What's unfortunate is that the gameplay doesn't display the same charm. While the story feels like a missed opportunity, it still succeeds at providing an engaging experience. The gameplay on the other hand, does get quite stale.
The main problem is that it lacks any real variety. Despite the game being pretty long, you can count the number of enemies you'll face on one hand. In a way, by trying to innovate, the developers did shoot themselves in the foot. You see, the game works around a three-weapon mechanic with there being two melee-based weapons and one ranged weapon. The problem is that one of the core mechanics is the ability to steal an enemy's weapon. It means that all the proper enemies you face can only use these weapons and as you go through the game, they just get a bit more proficient at using them.
It also means that you're constrained to only ever using three weapons, and the game is decidedly easier if you do indeed steal your enemies weapons (they will die a lot more quickly). So, despite you having a degree of choice about what you do combat-wise, it's all rather bland and feels a bit forced.
The same applies to the moves each weapon has too. There isn't much variety here either. There is a standard attack, which can be used as a combo attack, and there are also charge attacks when on the ground and in the air. If your opponent is blocking, it's also possible to use a guard-break move, which is pretty powerful. That's all you'll get though.
Even with the lack of variety, there are some nice touches to try and break the monotony up a little bit, like the necessity of purifying weapons. When you deal damage to enemies, your weapon (a gift from God), will become corrupted. When it becomes fully corrupted, its damage output will be severely reduced, so you need to purify it while the combat is still all taking place.
How the game deals with health is also a nice touch. Instead of giving everyone health meters, you can tell their status by looking at their armour/clothing. The more people are hurt, the less armour they will have and this applies to everyone in the game. Should you find yourself with no armour, you'll be donning a pair of jeans - they look quite fletching. But should someone then land a fatal blow, it's not game over. By mashing buttons, you can get a second, or third, or even fourth wind. It does get more difficult with every success though, so be warned, you can't just rely on this mechanic.

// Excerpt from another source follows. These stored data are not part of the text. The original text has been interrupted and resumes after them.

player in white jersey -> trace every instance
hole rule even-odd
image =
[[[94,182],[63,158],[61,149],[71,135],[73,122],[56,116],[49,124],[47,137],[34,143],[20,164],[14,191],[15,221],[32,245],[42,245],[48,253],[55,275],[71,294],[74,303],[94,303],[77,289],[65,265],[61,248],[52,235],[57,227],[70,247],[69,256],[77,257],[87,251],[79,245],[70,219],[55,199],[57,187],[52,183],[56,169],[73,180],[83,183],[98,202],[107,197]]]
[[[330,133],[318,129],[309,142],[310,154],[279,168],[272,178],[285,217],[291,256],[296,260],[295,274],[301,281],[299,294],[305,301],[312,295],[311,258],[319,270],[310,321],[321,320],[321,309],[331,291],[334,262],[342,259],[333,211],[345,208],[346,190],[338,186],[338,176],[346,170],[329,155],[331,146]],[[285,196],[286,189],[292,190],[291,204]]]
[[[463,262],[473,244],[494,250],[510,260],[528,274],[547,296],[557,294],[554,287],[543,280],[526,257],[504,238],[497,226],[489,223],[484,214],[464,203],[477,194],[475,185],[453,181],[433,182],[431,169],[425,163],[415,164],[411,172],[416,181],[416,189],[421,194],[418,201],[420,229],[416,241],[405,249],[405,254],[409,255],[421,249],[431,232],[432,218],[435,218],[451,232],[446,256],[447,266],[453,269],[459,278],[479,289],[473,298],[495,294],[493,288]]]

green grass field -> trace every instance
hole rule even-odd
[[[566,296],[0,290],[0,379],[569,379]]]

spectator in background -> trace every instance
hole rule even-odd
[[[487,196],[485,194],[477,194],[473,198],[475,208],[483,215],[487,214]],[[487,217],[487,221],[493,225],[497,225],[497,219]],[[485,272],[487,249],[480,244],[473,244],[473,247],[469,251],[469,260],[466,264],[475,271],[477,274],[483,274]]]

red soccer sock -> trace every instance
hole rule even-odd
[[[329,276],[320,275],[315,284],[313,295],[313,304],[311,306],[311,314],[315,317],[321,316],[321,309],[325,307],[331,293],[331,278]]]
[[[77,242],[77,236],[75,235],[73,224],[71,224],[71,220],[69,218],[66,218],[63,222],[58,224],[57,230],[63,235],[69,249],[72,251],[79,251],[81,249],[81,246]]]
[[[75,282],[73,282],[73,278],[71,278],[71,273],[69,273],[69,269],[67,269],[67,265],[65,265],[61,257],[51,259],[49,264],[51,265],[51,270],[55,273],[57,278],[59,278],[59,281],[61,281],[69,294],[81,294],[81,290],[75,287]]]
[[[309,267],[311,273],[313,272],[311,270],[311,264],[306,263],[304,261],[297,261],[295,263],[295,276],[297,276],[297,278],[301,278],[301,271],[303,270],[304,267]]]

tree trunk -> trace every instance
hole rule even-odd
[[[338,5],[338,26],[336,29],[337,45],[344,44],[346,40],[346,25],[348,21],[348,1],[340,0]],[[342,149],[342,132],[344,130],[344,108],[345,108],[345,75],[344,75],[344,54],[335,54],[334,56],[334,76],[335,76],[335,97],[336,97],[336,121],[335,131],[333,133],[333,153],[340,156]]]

There are also platforming elements, which are a bit hit and miss. Sometimes they're side-scrolling affairs, sometimes they're fully three-dimensional. Sometimes they work well, sometimes they become frustrating due to the precise jumping distance required or a dodgy camera angle. It feels like it was a necessary part of the experience, as it would otherwise have compounded the problems with the combat even more, but it could definitely have been handled more effectively.
The same also applies to the game's art style. Often, it is absolutely gorgeous. The developers clearly wanted to step away from the expected and try something different. The result is a game which changes its look and feel with almost every chapter, but never loses its core identity. It's why there are so many different types of platforming, but also a driving segment which wouldn't look out of place in a Tron movie. But sometimes it does feel as though things are taken too far, which results in colour palettes that don't mix very well.
When it comes to length and replay value, El Shaddai does deliver, somewhat. The experience will take around 6-7 hours, but upon completion it is possible to go through again on harder difficulties while trying to compete with people's scores around the world.
In many ways, El Shaddai is a shining light for the industry. It tells a bold tale, while trying to innovate in multiple areas. However, what's ironic is that it also suffers from self-inflicted monotony and frustration. The combat system has some high points, but there's little to differentiate the numerous battles you'll experience and the platforming also suffers from highs and lows. If you want to try out something different, then El Shaddai is well worth it, but don't expect the experience to be thrilling all the way through.
El Shaddai: Ascension of the Metatron was reviewed on the PS3.